Columna


Confesiones Post-Bicentenario

NADIA CELIS SALGADO

16 de noviembre de 2011 12:00 AM

NADIA CELIS SALGADO

16 de noviembre de 2011 12:00 AM

“Suenen trompas en honor…;” Confieso que me costó aprenderme el himno de Cartagena y aún no entiendo eso de “ínclita ciudad”. Mi sentido de pertenencia debe menos a los símbolos que a los caminos transitados entre sus gentes; a los zapatos viejos, diría el célebre tuerto.
Mi amor por Cartagena ha sido tormentoso. Lleno de separaciones, reencuentros y sanas distancias. Nunca platónico: mi nostalgia es inmune a las imágenes de postal. Obedece a memorias de la piel: la temperatura del mar y el sofoco en los buses; la alegría de la música y la impaciencia ante el ruido; el goce de un buen compañero de baile y el fastidio ante los roces no invitados; el aroma de la leche de coco hirviendo y la fetidez de la ciénaga.
Ha estado también cargado de frustración. No creo en los amores que matan, pero el amor no puede ser indolente. A cualquiera que ame esta ciudad, Cartagena debe dolerle.
La de hoy es ocasión para celebrar; mi aporte tardío a las fiestas del Bicentenario, cuyo cénit viví desde la distancia, pero que me había gozado a lo largo de su copiosa agenda, entre conciertos, conferencias y encuentros con ciudadanos comprometidos.
Me uno al homenaje a la ciudad libre, la única digna de festejar.
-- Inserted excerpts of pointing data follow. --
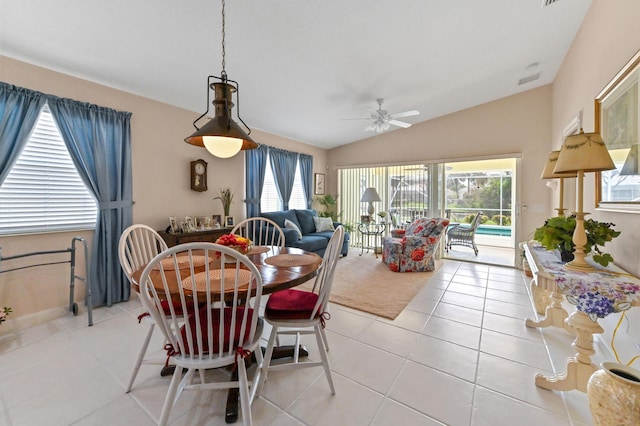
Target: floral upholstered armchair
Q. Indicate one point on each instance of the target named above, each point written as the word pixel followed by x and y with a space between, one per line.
pixel 415 250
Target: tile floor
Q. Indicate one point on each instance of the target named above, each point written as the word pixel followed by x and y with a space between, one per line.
pixel 459 354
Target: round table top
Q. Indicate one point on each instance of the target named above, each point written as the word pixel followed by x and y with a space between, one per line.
pixel 276 275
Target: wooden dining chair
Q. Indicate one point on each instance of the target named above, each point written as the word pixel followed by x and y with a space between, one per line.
pixel 138 245
pixel 261 231
pixel 300 312
pixel 225 327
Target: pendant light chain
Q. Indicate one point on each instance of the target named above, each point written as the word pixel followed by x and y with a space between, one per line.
pixel 224 73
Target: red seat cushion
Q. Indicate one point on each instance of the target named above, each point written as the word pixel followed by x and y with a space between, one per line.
pixel 215 323
pixel 291 304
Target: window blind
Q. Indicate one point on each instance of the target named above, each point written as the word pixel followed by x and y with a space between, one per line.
pixel 43 191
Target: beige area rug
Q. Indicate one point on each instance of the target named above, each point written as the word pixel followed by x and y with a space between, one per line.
pixel 366 284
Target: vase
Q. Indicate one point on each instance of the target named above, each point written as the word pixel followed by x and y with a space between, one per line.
pixel 614 395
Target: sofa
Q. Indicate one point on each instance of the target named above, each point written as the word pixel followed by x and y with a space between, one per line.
pixel 307 236
pixel 414 249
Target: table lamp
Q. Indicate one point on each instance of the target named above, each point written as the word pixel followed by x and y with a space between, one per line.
pixel 581 153
pixel 548 173
pixel 370 196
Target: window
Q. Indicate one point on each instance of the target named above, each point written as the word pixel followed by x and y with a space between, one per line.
pixel 270 200
pixel 43 191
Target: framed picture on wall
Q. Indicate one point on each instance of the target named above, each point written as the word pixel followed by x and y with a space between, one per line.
pixel 319 184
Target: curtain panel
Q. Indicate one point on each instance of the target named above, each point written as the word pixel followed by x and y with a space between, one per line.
pixel 255 165
pixel 283 165
pixel 99 142
pixel 19 112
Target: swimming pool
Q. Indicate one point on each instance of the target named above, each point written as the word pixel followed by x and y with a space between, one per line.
pixel 502 231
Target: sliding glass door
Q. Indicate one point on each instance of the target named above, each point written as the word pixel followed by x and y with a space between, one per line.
pixel 458 190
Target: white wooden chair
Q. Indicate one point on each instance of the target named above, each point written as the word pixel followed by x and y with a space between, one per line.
pixel 224 328
pixel 261 231
pixel 138 245
pixel 301 312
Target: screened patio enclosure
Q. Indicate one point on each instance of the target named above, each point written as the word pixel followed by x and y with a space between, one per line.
pixel 457 190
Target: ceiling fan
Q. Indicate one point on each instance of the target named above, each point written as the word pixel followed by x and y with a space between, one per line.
pixel 382 120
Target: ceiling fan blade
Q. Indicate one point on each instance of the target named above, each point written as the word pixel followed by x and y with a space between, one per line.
pixel 406 114
pixel 400 124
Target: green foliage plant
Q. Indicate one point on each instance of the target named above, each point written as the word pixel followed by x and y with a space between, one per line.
pixel 226 197
pixel 557 233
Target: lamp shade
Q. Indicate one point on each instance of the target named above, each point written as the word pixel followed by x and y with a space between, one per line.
pixel 370 195
pixel 222 136
pixel 548 173
pixel 584 152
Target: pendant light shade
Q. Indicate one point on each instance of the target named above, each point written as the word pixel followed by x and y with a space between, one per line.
pixel 222 136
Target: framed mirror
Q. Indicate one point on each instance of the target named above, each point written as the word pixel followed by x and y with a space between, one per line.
pixel 616 119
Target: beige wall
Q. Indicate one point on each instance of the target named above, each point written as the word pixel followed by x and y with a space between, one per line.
pixel 608 38
pixel 161 184
pixel 517 125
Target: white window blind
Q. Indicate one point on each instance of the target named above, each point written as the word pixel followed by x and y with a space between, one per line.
pixel 43 191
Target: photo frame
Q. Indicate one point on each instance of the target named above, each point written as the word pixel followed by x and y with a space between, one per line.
pixel 616 119
pixel 174 228
pixel 318 184
pixel 190 224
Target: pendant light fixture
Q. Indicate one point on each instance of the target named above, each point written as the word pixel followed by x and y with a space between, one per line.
pixel 222 136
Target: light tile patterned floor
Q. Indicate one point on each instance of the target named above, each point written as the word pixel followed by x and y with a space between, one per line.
pixel 459 354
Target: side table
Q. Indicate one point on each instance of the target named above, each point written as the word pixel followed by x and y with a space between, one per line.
pixel 595 295
pixel 369 230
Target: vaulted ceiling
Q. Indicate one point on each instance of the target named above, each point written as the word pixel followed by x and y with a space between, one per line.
pixel 305 68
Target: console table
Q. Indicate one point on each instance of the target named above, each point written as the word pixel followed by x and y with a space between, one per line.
pixel 594 294
pixel 368 230
pixel 210 235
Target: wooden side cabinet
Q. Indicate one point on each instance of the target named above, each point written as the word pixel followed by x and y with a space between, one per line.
pixel 193 237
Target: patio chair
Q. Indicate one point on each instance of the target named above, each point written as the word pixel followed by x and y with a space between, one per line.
pixel 464 234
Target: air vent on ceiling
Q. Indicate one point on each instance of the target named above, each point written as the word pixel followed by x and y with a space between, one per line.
pixel 528 79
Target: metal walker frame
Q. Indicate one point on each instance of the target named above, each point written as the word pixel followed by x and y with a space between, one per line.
pixel 73 307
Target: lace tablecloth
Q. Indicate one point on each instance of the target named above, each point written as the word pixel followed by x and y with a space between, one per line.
pixel 597 294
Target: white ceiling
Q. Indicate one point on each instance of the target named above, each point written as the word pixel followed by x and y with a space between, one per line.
pixel 303 66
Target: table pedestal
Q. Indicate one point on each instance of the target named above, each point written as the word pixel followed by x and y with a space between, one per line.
pixel 579 367
pixel 555 315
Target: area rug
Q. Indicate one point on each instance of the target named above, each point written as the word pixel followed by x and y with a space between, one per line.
pixel 366 284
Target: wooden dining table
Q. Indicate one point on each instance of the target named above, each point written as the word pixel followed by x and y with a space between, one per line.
pixel 280 269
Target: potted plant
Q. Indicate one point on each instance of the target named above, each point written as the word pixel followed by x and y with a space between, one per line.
pixel 557 233
pixel 226 197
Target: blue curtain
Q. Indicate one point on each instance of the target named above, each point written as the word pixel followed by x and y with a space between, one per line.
pixel 99 142
pixel 283 165
pixel 255 165
pixel 306 173
pixel 19 112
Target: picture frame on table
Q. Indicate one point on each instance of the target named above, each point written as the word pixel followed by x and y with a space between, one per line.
pixel 616 119
pixel 318 183
pixel 190 224
pixel 174 228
La ciudad colonial, cuyas insignias se empeñan en capitalizar, que la festejen los hoteleros. A mí me huele demasiado la sangre y humillación. La veo sobrevivir en la discriminación, en la servidumbre de muchos y el alma de negreros que todavía distingue a nuestras clases dirigentes.
No hay sino que ver los monumentos heredados por la conmemoración del primer centenario para imaginárselo muy distinto. La del segundo supo a pueblo, no a glorias petrificadas; recordó el valor de los muy distintos ciudadanos que se levantaron contra el poder colonial por amor a sí mismos y a la ciudad. Felicito el empeño de sus organizadores en devolverle la cara mestiza y mulata a nuestra historia.
¿Qué quedará de ello? No lo sé. Cuando pienso en la ciudad que seremos, vuelve la incertidumbre: las imágenes de casas sumergidas en los barrios y de la ciudad vieja bajo el agua; el desplazamiento de la pobreza (para que se note menos y le deje espacio a los nuevos edificios); el uso y abuso de una democracia hecha de papel, botellas de ron y el peso ($) de los votos. Entonces me entra la rabia contra esa costumbre tan nuestra, tan caribeña, de celebrar en la desgracia, de ponernos el traje de fiesta sobre las heridas purulentas.
Pero como el amor es optimista, imagino que ese esfuerzo por enseñarle a cartageneros y cartageneras el valor de su participación en la independencia y en la construcción de esta ciudad dejará su huella. Que otro será el orgullo gestado por himnos como el “Getsemanicense” y la “Rebelión”. Que el apoyo a la cultura juvenil, la tradición popular y las artes, dejará ciudadanos más conscientes y dispuestos a pelear por un tercer centenario realmente libre, como solo se puede ser desde la igualdad de oportunidades y la justicia. Que la memoria del coraje de los que nos precedieron, renovará las batallas de este siglo.
Porque la única cura para el dolor de ciudad es participar, reclamar, armarnos de ideas y propuestas.
Una última confesión: Como tantos a quienes he visto sudar este amor doloroso, no nací en Cartagena.